A resident of Lake Anne's Heron House, Reid was known around the plaza for her flamboyant style and artistic sensibility, which was frequently reflected in the colorful scarves and hats she wore and in the decor of the store.
"This store's really been Victoria's vision," Burwell said.
Reid's mark will be left on the bookstore and on the Lake Anne community as a whole because of the children's book wing of the store. She had always wanted to include a place where she could read books to children, and several years ago the bookstore expanded to include a reading area among the stacks of children's literature.
Once a week, pre-school students from the day-care school at Lake Anne who fill the children's section and surround "Miss Victoria" while she read them stories.
"She loved reading stories to kids," Burwell said. "She loved turning them on to reading and literature."
REID'S LOVE of literature was evident throughout her life. She collected thousands of children's books, she wrote an unpublished book documenting her family's history and she named a group of her closest friends "The Ya-Ya's," after reading the 1999 novel, "The Divine Secrets of the Ya-Ya Sisterhood."
"She stretched people," said Mary Ellen Peterson, a member of the Ya-Ya's who lives in Norfolk. "If you were thinking about something, she'd make you think about it a little more and if you were thinking about nothing, she'd make you think of something."
With the Ya-Ya's, Reid traveled to Mexico, London, New York City, New Brunswick, Canada and elsewhere. Every Christmas, they would meet at the Virginia Museum in Richmond to share stories and exchange gifts.

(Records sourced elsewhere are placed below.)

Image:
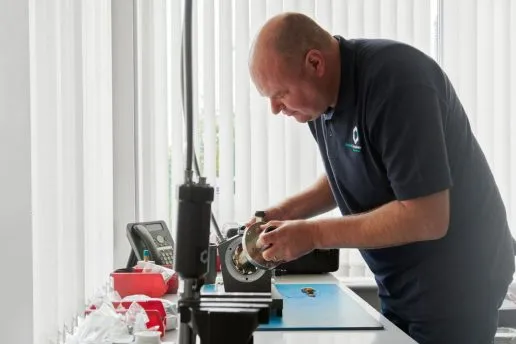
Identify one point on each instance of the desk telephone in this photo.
(154, 237)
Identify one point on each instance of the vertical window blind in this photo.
(72, 161)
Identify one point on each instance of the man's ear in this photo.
(314, 62)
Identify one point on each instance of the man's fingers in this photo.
(270, 254)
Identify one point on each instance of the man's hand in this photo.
(290, 239)
(273, 213)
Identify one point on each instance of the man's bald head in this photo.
(296, 64)
(289, 36)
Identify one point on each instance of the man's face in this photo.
(292, 90)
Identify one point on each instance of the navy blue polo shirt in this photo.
(399, 132)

When she was diagnosed with breast cancer, Reid shared the news with her friends and told them she would refuse to let it dissuade her from living.

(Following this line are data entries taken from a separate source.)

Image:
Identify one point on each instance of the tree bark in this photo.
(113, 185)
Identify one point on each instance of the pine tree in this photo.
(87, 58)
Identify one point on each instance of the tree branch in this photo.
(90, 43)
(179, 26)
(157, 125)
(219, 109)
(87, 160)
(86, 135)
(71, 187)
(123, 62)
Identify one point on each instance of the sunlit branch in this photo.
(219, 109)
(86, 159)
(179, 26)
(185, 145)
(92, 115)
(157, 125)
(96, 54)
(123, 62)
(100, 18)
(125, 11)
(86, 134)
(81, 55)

"Even when she was so ill, she was still so enthusiastic about life," said Nancy Miller, also a member of the Ya-Ya's from Norfolk.
Reid was also known as an enthusiastic supporter of the annual Reston Relay for Life fundraiser. Her tie-dyed team, which is co-sponsored by St. Anne's Episcopal Church and the Reston Used Bookshop, has raised more than $40,000 since the team was founded four years ago.
IN ADDITION to owning a bookstore, Reid's other longtime hope was to attend the marriage of her son, William Ober, 31. Last fall, she got her wish and danced with him at his wedding, both of them knowing she had little time left.
"Having her dance with me at my wedding was really incredible," Ober said. "I'm glad she was able to do that."
By the end, Burwell said, Reid was in such pain that it was almost a blessing she passed away when she did.
"It had gotten so hard for her, I'm grateful that she's relieved. That's about all I can say about that," he said.